Today, about 4000 US doctors make house calls, and the number is still growing, according to the American Academy of Home Care Physicians (AAHCP), which represents these doctors. The AAHCP reports that people aged 85 years or older, a key constituency, is one of the fastest-growing population segments.

Chris McAdam, senior vice president for operations at American Physician Housecalls in Dallas, Texas, says that companies such as his are taking over house calls because medical practices aren't providing them. Meanwhile, hospitals and insurers are pushing for more home visits as a way to reduce readmissions. Medicare has improved reimbursements for house calls, and the Affordable Care Act has mandated a large pilot study on them.

Lou Pavelchik, practice manager at MD at Home in Chicago, Illinois, says the company pays physicians $50-$70 per visit, in addition to covering their malpractice insurance and reimbursing them for the driving. He says his part-time physicians are expected to work 1 or 2 days a week. In the home visit, the physician examines the patient, provides some basic care with mobile equipment, and writes up a plan of care.

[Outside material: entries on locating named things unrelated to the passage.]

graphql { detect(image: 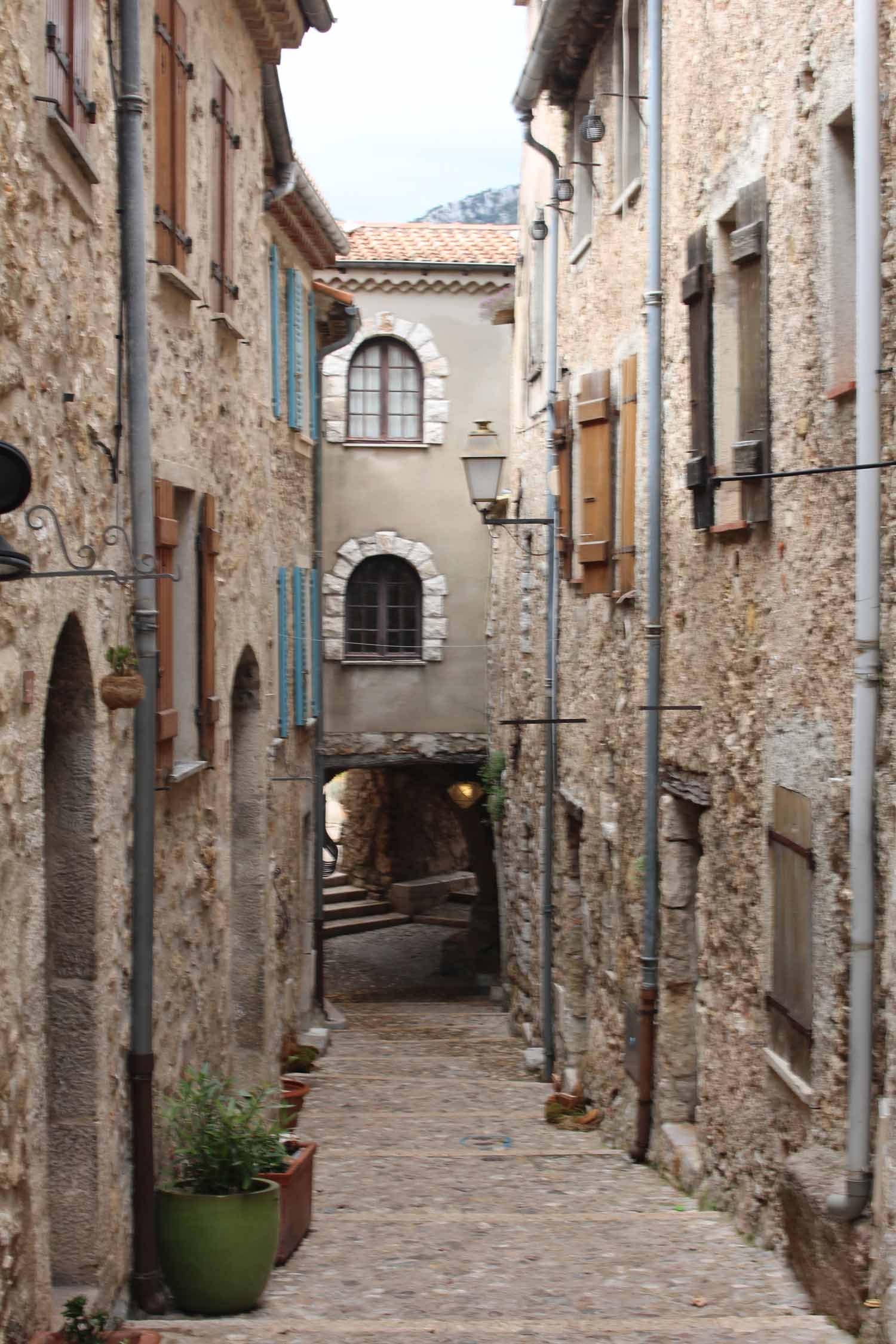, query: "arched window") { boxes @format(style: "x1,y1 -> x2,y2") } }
345,555 -> 421,659
348,337 -> 423,444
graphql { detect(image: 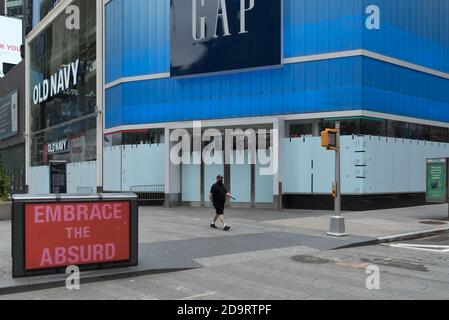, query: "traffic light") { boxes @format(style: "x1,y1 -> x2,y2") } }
332,183 -> 337,198
321,129 -> 338,150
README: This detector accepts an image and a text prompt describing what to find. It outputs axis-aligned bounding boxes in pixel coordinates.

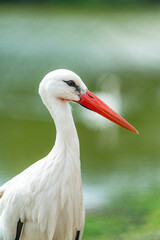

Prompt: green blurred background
[0,0,160,240]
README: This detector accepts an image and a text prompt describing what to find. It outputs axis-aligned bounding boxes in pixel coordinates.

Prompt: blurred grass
[83,186,160,240]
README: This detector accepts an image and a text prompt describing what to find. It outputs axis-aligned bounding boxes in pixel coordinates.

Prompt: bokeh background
[0,0,160,240]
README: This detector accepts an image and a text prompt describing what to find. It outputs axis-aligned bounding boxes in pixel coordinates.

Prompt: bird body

Pavelchik says this work appeals to 3 kinds of doctors: those just coming out of residency, those frustrated with the red tape of running a practice, and semiretired physicians who are rolling back their practices.

Physicians who do house calls should have strong empathy and have to put up with a fair amount of driving. Often, they travel with a medical assistant. Rather than the black bag of yesteryear, their chief tool is a laptop computer, used to call up the patient's electronic medical record and other information. Chicago-based Mobile Doctors also provides its physicians with equipment for mobile radiography, echocardiography, carotid Doppler imaging, ultrasonography, and phlebotomy.

The companies have varying business models. Some are local physician practices entirely dedicated to house calls, such as Doctors Making Housecalls; others are national companies, such as Inn House Doctor, which operates in 8 major cities, and WhiteGlove House Call Health, with offices in 3 states. Whereas many companies focus on Medicare patients, some are boutique operations that depend on cash payments from traveling business people; others contract with businesses to cover their employees.

Insurers have also gotten into the house call business. United Healthcare has been running ads in many parts of the country, looking for doctors to make house calls.

Pros: You won't have an overhead or insurance paperwork. Some house call companies provide a great deal of technology.

Cons: The pay is low, and a great deal of driving is required.